哪怕姚芙一直想经过原映星之手,改变圣教,不也没成功过吗?
暗夜中,一众人被困山间,山秀带来了清水、干粮,还有药材,算是甘露之喜了。
望月很满意,火堂主明阳跟在她身后,望一眼那边被围着的青年,低声,“聆音手下,不应该有武功这么好的人。”
望月沉默。
是的,水堂主聆音以医为主,她的手下,皆是医毒这一脉,没有武功好到能突破重围的。
望月说,“下了山再说吧。”
现在实在不是闹内讧的时候。
山秀将食物与水分给众人,即便火堂主对他横挑鼻子竖挑眼,他也没有对此为难。望月只是在一开始在旁边看了看,看他们分食时,就自动走开,寻到一处藤蔓山壁,靠着休息。
黑暗中,她静静地为明日突围而出思索计策。她向来不喜用脑,只是为防万一,作为这里地位最高的人,仍要为下属们多想一想。
不知多久,旁边有男人身上的气息落下,她侧过头,看到青年坐在她旁边,递给她干粮。
望月摇了摇头,却借着微光看他,看他黑色锦衣,青玉腰带,坐在旁边,肩膀平窄,静如山岳。
面具连下巴一概遮住,却看到他的喉结,光洁的脖颈,一径沿紧实的衣领往下走,线条美好。在近乎禁-欲的清冷中,自带有一份温柔的美好,在寂静中,让人看着无端欢喜。
望月见过的高岭之花般的男人太多,但像他这种,俯眼红尘、抬眼云烟,温和又清澈,清亮又明净的人,无关容貌,真是很好看。

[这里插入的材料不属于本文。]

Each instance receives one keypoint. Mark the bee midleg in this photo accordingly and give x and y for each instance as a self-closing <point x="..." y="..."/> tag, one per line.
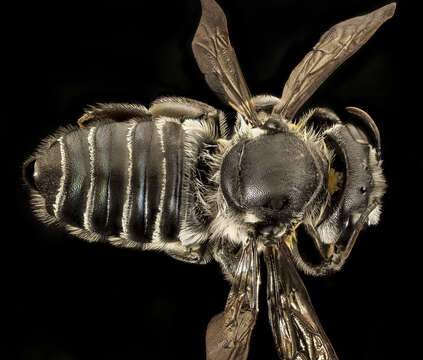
<point x="227" y="255"/>
<point x="117" y="112"/>
<point x="329" y="265"/>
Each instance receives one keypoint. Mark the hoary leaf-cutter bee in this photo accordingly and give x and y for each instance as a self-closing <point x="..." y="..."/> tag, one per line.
<point x="175" y="178"/>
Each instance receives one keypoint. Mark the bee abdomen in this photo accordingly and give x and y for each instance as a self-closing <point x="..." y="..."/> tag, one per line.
<point x="118" y="180"/>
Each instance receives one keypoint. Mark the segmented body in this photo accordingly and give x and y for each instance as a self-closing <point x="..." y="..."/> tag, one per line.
<point x="117" y="180"/>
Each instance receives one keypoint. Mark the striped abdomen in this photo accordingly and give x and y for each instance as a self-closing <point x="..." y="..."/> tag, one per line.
<point x="114" y="180"/>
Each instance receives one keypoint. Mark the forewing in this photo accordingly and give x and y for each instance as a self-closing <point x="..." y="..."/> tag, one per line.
<point x="228" y="334"/>
<point x="334" y="47"/>
<point x="296" y="329"/>
<point x="218" y="62"/>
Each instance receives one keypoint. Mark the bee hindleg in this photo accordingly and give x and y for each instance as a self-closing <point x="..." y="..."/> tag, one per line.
<point x="193" y="255"/>
<point x="114" y="112"/>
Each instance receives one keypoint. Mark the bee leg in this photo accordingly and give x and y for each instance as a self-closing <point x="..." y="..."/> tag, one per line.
<point x="193" y="255"/>
<point x="183" y="108"/>
<point x="227" y="256"/>
<point x="113" y="112"/>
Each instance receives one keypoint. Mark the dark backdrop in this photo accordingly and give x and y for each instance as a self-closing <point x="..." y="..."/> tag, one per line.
<point x="70" y="300"/>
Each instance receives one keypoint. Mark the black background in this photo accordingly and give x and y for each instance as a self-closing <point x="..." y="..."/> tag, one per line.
<point x="67" y="299"/>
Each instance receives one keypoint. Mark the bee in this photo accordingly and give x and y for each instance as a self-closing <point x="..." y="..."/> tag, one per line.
<point x="176" y="178"/>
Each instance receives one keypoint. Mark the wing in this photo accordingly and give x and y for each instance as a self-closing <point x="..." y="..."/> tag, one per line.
<point x="228" y="334"/>
<point x="334" y="47"/>
<point x="296" y="329"/>
<point x="217" y="61"/>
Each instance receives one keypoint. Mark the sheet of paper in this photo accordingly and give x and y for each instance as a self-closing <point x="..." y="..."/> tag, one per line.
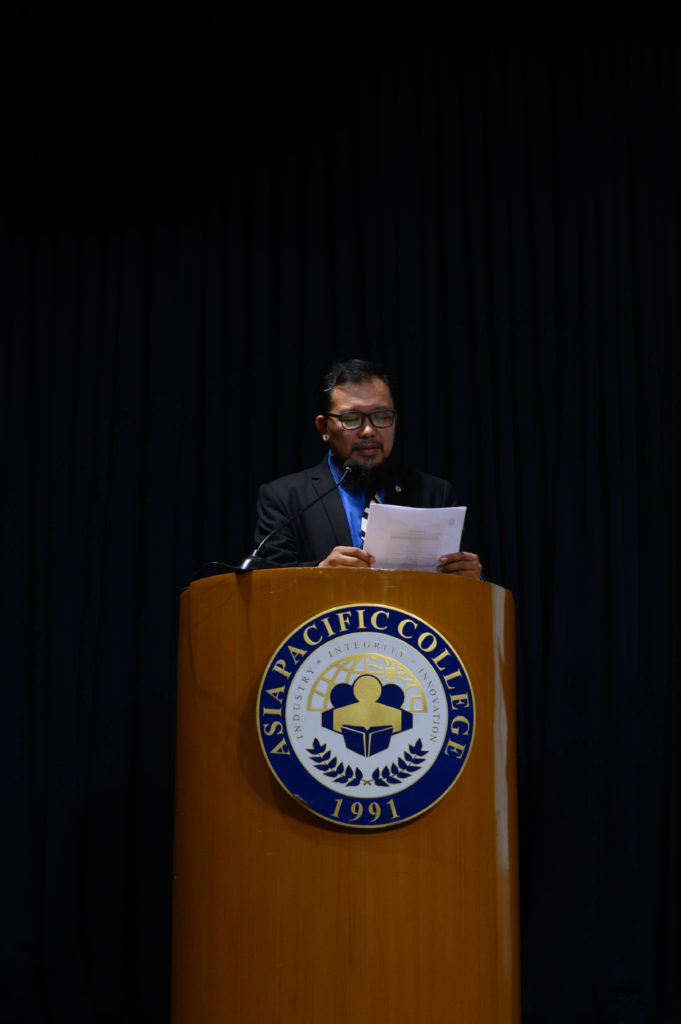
<point x="412" y="539"/>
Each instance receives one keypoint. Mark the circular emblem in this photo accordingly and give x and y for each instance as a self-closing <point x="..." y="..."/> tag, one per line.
<point x="366" y="715"/>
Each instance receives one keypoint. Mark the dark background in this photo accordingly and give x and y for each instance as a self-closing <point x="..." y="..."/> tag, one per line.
<point x="198" y="218"/>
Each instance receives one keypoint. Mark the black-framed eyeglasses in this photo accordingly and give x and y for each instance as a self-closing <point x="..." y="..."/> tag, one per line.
<point x="379" y="418"/>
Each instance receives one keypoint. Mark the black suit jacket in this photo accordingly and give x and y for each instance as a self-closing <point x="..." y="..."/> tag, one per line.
<point x="310" y="538"/>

她从他身上学到的,是好看有时候无关容貌,只是一个仪姿仪容,你就觉得他最好。
望月看着他,就像是鱼看到水。
他让她怔然出神。
他突而不知道从哪里掏出一块软糖,递给她。
望月眼珠子一转,噙笑俯身,舌尖在他手上一舔,柔滑的舌头卷去了那块糖。
他的手心一颤,在她碰到时,就往后缩,被望月伸手,抓住他修长的手指。深夜中,她微微笑,“躲什么?吃你一块糖而已,要了你的命?”
他喉结动了动,望月觉得他幽静的目光落在自己身上,她并没有在意。
望月嚼着口中的糖果,心想真是甜。